湿り気を帯びた空気が穂先を撫でる、広い麦畑を目蓋の裏に思い浮かべながら指の先を彼へ伸ばせば、案外すんなりと手のひらが柔らかいものの中に沈む。心地良い感触に目を細め、甘えた猫をあやすように髪を梳くと機嫌の良い声が俺の耳を撫でた。
「今日の主役がどこに行こうが勝手だろうが。つうかテメェこそ何しに来たんだよ、俺様が恋しくなったか?」
「……まぁ、そういうことにしといたろ」
「ハッ!珍しく素直じゃねぇの、そういうお前も好きだぜ」
「はいはい、どうもおおきに」
空を覆う星の粒へ目をやるふりで、ちらりと彼の口元を盗み見る。仕掛けられた罠を知りつつその場へ足を踏み入れることを愚かと言うなら、俺は一生愚者だろう。この世が終わるまで、俺はお前の全てに騙され続ける。
「……自分、俺が贈ったもんの意味知ってるん?」
「さぁな」
掻き乱された心を跡部の指先がつうとなぞる。細くてしなやかで力強い、この世で唯一俺をとりこにする男に心臓を擽られては堪らない。試すような眼差しで見つめられては敵わない。

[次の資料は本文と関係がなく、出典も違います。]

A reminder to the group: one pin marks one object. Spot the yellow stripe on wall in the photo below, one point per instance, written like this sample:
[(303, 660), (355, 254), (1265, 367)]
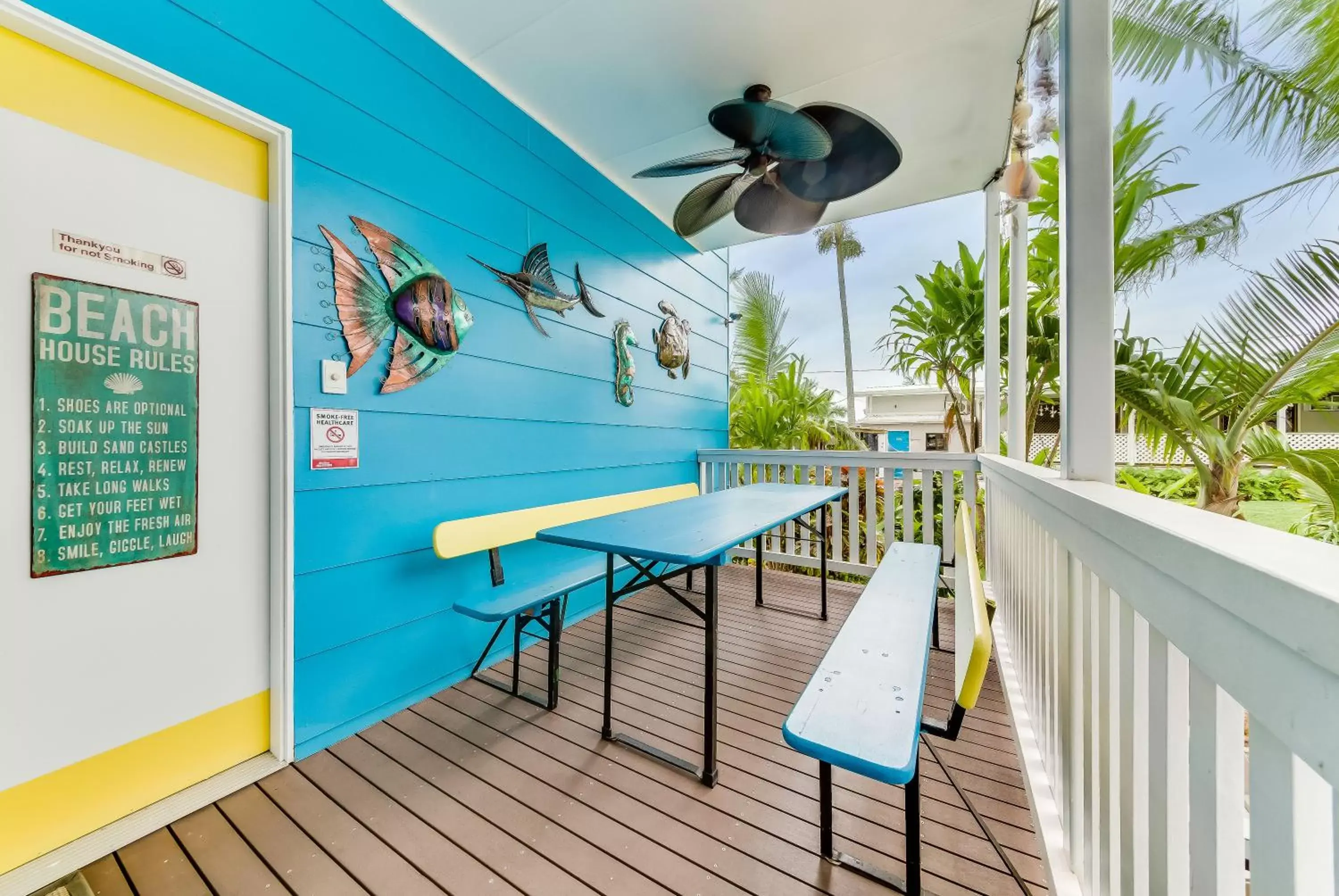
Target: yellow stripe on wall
[(49, 812), (42, 83)]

ぐらついた理性をつつきながら、跡部の唇が俺の名前を縁どる。気がつけば、本能の赴くままに熱を触れ合わせていた。
ふたつのものがひとつになる、これほど愛しいことはない。それがお前とならなによりも。
ふたつの鼓動がひとつになる。これほど愛しいことはない。離れ難いを知れたのは、お前がそこにいてくれるから。
扉を一枚隔てて聞こえる賑やかな声も、今や耳に届かない。忙しない拍動が鼓膜の内側で暴れている。ドクドクと脈打つ愛しさを揶揄うように、余裕ぶった碧い瞳が細められた。
「ずるいわ、お前」
先ほど渡したリップの意味を知りながら彼は外に出たのだ。俺を誘うように、導くように。わざとらしく箱から取り出したそれで口元を彩り、甘い香りを纏わせ、俺をおびき出したのだ。
「そりゃテメェの方だろう?随分熱烈なプレゼントじゃねぇの、そんなに俺が欲しかったのか?甘えてぇなら素直にねだりな、今日の俺様は気分が良い」
薄く色づく唇を見せびらかすように今日の跡部はよく喋る。艶めくものを惜しげもなく俺に振りかざす。ほんのりと欲望の火を灯しながら。
甘えたがりは果たしてどちらであっただろうか。ねだるよりも前に顔を寄せれば、仕方がないというように跡部が笑う。
吐息が混ざる、蜜の香りが肺を満たす。瞬いた碧眼は遠い遠い銀河の果てで弾ける始まりの色。この世で一番煌めく命。
「……生まれてきてくれて、ありがと」
口付けの合間に囁けば互いを取り巻く温度がぐっと高まり、自信に満ちた瞳が惑う。
背筋を這う羞恥がむず痒い。それでも今は、心からの言葉で祝いたい。また来年も、その次も、この星の終わりまで永遠に。お前の隣で、傍でずっと。